The benefit of keeping your money in the super system in an income stream product is that your investment earnings are tax-free and for most people over 60, income payments are also tax-free. But talk to a planner to make sure you qualify as tax-free before making any changes.
While paying off the house or buying a new car or taking a holiday may be in your sights, if you withdraw super as cash and use it to invest outside super you will have to pay tax on any investment earnings. This is a big move and one that will require professional advice.
Don’t forget, too, you may be eligible for tax offsets.
If you have reached age pension age you may be eligible for the seniors and pensioners tax offset. If eligible you can earn more money before paying tax or the Medicare levy. According to the Australian Tax Office, in some situations any unused offset amounts may be transferred between spouses.

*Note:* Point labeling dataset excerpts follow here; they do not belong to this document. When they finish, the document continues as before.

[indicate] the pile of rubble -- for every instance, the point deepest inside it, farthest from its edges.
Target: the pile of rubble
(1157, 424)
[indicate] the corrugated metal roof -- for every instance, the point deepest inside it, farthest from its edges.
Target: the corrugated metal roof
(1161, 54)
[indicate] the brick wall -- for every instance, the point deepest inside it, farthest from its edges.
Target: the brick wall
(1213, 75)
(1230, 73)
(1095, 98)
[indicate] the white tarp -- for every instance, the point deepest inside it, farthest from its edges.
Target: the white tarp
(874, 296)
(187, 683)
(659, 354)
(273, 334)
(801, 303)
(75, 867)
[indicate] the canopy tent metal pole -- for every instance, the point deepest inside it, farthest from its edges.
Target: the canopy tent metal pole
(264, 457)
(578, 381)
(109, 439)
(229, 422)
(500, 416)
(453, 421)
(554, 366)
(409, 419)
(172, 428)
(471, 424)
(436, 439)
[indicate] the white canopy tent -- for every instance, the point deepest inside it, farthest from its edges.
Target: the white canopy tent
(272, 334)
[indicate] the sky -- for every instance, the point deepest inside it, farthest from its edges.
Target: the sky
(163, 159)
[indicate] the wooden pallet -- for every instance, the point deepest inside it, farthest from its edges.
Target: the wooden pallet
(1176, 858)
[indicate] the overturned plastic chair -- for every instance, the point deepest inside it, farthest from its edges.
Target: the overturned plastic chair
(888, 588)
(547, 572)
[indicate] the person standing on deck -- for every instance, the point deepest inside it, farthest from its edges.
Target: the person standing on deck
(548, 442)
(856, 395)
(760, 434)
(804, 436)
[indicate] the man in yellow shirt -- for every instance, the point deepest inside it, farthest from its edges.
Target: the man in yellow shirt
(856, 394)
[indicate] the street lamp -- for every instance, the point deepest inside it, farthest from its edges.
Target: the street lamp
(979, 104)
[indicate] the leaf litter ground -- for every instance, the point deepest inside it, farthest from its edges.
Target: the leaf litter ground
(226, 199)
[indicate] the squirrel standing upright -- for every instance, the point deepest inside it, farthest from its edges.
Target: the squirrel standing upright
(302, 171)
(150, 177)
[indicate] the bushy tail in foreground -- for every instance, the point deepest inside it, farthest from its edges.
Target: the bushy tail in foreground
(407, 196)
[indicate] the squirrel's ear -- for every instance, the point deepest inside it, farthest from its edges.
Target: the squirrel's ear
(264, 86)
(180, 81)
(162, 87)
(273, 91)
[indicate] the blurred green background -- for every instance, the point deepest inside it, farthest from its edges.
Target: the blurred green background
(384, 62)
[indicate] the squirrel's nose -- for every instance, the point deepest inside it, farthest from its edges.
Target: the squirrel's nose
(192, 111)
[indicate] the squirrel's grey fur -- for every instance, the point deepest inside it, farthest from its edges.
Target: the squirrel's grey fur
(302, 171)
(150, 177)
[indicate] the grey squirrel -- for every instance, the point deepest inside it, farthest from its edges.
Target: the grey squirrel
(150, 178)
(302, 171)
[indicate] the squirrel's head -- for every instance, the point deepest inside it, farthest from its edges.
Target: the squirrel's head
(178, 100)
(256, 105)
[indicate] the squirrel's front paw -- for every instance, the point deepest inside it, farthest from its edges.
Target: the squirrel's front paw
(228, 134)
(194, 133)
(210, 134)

If you have income from an Australian superannuation income stream you may be entitled to a tax offset if you are either receiving a disability superannuation benefit or death benefit income stream.
This article is intended only as a guide, as individual circumstances vary greatly. Probus South Pacific Limited (ABN 152 374 395) does not hold an Australian Financial Services Licence and cannot provide recommendations or advice. It is the responsibility of each Probus member to make sufficient enquiries to determine if the advice above meets your financial needs.